June 18, 2013 2:30 PM
The so-called rate shock from Obamacare has hit Ohio. The state’s Department of Insurance announced last Thursday that the average individual-market health insurance premium in 2014 will cost approximately $420," per month, "representing an increase of 88 percent.” "We have warned of these increases,” said Lt. Gov. Mary Taylor. “Consumers will have fewer choices and pay much higher premiums for their health insurance starting in 2014." Projected costs ranged from $282.51 to $577.40 for individual health plans. "But for many experts who understand the economics of health insurance, the premium increases are not shocking at all. In August of 2011, the actuarial firm Milliman predicted that the Affordable Care Act would increase individual-market premiums in Ohio by 55 to 85 percent.
Most of these cost increases are not only a matter of red tape and compliance burdens, but also related to cost-shifting (what some might view as robbing Peter to pay Paul), and requirements that insurance cover routine minor expenses, rather than performing insurance's traditional function of protecting against risk by paying unexpected expenses such as medical treatment for injuries and illnesses. Wall Street Cheat Sheet's commentary "Proof that Obamacare ‘Rate Shock’ Is Real" says that "two main drivers" cause most of this increase: Risk pool composition changes will require the young to subsidize the old and the healthy to subsidize the sick; and Obamacare’s expansion of insurance benefits, particularly its required reductions in deductibles and co-pays."
Health insurance expenses also will go up because of state court rulings that invalidate common-sense limits on meritless lawsuits, such as the Oklahoma Supreme Court's recent ruling in Wall v.

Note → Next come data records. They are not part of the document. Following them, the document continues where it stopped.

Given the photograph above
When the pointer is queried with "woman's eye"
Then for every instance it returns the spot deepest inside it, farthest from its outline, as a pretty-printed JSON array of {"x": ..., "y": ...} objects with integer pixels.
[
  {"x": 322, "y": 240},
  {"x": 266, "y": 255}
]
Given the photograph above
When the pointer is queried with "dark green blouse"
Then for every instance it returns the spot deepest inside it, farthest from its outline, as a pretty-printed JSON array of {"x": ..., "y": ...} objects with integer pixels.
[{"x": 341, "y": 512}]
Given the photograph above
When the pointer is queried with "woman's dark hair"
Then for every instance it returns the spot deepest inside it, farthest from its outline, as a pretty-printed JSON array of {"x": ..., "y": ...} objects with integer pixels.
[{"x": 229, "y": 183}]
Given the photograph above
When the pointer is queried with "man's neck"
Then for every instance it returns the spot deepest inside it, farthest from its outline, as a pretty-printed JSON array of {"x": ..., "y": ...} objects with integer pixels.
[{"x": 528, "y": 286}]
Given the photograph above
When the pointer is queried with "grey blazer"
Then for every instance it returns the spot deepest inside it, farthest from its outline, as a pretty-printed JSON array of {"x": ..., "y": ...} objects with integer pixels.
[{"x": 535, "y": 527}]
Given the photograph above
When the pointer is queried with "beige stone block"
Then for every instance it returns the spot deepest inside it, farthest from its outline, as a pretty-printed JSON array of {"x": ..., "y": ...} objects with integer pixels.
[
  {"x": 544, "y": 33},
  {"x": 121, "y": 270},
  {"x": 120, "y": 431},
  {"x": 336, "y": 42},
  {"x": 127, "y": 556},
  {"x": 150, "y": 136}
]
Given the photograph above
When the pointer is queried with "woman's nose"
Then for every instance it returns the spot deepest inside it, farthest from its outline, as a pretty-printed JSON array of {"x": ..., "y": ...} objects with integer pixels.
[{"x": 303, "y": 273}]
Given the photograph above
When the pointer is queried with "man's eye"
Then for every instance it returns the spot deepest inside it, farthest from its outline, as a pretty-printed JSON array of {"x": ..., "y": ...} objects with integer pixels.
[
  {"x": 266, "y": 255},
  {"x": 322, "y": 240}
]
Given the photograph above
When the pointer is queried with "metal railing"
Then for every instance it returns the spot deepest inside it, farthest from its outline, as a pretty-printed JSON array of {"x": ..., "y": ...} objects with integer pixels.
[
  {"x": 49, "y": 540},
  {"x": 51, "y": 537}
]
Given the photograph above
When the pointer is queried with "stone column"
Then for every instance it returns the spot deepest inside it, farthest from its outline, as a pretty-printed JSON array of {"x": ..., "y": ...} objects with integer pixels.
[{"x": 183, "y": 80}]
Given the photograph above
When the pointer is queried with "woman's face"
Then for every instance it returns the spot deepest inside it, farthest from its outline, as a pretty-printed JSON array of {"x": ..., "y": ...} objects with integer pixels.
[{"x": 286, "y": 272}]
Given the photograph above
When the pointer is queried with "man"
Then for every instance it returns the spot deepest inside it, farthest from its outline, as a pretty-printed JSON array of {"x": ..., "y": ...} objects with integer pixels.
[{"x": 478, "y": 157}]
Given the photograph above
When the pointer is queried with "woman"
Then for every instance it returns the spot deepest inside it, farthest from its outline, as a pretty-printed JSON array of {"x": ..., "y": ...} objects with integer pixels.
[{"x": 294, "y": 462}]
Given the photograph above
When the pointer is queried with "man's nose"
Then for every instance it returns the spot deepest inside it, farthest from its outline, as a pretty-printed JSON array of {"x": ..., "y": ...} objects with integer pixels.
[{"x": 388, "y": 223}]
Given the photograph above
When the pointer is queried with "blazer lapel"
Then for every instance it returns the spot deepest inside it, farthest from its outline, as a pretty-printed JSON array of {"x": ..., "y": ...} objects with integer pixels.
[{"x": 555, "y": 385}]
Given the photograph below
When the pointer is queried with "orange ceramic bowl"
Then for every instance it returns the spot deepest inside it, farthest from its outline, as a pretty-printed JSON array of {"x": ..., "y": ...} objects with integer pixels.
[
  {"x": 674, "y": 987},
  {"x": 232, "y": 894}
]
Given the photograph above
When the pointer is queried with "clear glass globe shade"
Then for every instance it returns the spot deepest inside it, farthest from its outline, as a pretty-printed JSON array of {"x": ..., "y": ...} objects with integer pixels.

Marouk . In that case, the court struck down a requirement medical malpractice lawsuits not be filed unless they are supported by evidence the physician violated the standard of care (in the form of an expert affidavit), even though such evidence is required for liability. In so doing, it encouraged nuisance lawsuits that drive up the cost of healthcare by encouraging doctors to order unnecessary tests and practice other forms of costly and unnecessary "defensive medicine." (The activism of the court's decision is buttressed by the fact that the same day it did that, the Oklahoma Supreme Court also nullified the state's general tort reform in its entirety. (Here is some coverage: WLF, TortsProf, Tulsa World, Reuters, NewsOK, Beck ("the Oklahoma Supreme Court was plainly out of control in Ysbrand, and unfortunately it remains out of control to this day"), Douglas v. Cox Retirement Properties).)